Eine weitere Diskrepanz ergibt sich zwischen der Ärzte- und der Patientenperspektive. In einer
multinationalen Umfrage der International Osteoporosis Foundation (IOF) wurde festgestellt, dass
Patienten sich vor den Auswirkungen der Osteoporose auf ihre Lebensqualität (z. B. durch einen
Knochenbruch und verminderte Aktivität) weitaus mehr fürchten als Ärzte dies zum Teil annehmen.
Die Resultate zeigen auch, dass den Patienten geeignete Informationen und Möglichkeiten fehlen,
um diese Bedenken zu äußern und ihre Osteoporose-Behandlung zu optimieren.
Das Kuratorium Knochengesundheit e. V. (www.osteoporose.org), als älteste patientenorientierte
Organisation in Deutschland, hat beim Welt-Osteoporose-Tag am 14.11.2009 in Gotha erstmals eine
erweiterte Krankheitsdefinition vorgestellt, die diesen Überlegungen Rechnung trägt.
„Die Osteoporose ist eine Erkrankung des Bewegungssystems (Knochen, Gelenke, Muskeln, Nerven), die
unter anderem zu charakteristischen Veränderungen der Knochenstruktur und Knochenfunktion führt.

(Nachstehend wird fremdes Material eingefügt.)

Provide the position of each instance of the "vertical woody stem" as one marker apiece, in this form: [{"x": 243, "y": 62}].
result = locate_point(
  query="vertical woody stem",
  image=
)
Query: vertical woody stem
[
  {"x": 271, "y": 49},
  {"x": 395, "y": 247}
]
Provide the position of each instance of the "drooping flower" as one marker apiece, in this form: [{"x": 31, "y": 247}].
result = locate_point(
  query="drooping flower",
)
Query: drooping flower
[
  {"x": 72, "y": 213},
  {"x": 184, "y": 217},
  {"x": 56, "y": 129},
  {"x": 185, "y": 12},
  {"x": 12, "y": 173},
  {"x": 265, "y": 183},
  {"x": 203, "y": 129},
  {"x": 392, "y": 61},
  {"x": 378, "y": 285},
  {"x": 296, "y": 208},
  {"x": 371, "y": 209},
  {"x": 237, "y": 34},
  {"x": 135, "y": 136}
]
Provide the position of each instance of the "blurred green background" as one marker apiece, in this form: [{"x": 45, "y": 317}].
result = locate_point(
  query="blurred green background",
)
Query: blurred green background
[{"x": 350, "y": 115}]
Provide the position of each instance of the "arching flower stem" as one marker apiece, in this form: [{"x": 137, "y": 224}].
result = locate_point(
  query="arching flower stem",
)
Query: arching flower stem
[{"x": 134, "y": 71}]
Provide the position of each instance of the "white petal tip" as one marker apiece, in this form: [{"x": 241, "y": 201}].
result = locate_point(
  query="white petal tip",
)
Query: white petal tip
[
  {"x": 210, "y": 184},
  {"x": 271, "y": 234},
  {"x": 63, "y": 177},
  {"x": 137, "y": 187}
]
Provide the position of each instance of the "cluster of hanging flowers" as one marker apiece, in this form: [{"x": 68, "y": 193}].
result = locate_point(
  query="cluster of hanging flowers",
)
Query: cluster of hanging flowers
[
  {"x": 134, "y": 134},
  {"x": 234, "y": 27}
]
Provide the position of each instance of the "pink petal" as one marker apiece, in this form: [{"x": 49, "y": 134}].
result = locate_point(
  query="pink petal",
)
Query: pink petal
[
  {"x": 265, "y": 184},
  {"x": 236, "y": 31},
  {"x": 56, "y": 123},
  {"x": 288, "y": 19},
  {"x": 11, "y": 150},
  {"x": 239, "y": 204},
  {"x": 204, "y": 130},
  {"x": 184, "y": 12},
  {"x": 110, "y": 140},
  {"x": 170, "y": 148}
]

Frakturen und Stürze können zu komplexen Krankheitsfolgen bis zu einem Verlust der
Funktionsfähigkeit im Alltag führen, verbunden mit der Sorge um den Verlust von
Lebensqualität.“
Es ist der Versuch, das in Forschung und Therapie international anerkannte, aber sehr
technokratische ICD-Krankheitsmodell zu erweitern und das Kranksein, die Krankheitsfolgen und
die Auswirkungen auf die Lebenssituation der betroffenen Patienten im Sinne des ICF-Modells zu
erweitern. Insbesondere pädagogisch und psychologisch geschulte Bewegungs- und Sporttherapeuten
können dabei eine herausragende Rolle in der integrierten Versorgung von Patienten mit einer
Osteoporose übernehmen.
Mit unserer Auswahl der wissenschaftlichen und praktischen Beiträge wollen wir diesen
biopsychosozialen Brückenschlag versuchen.
Wir danken allen Autoren für ihr großes Engagement.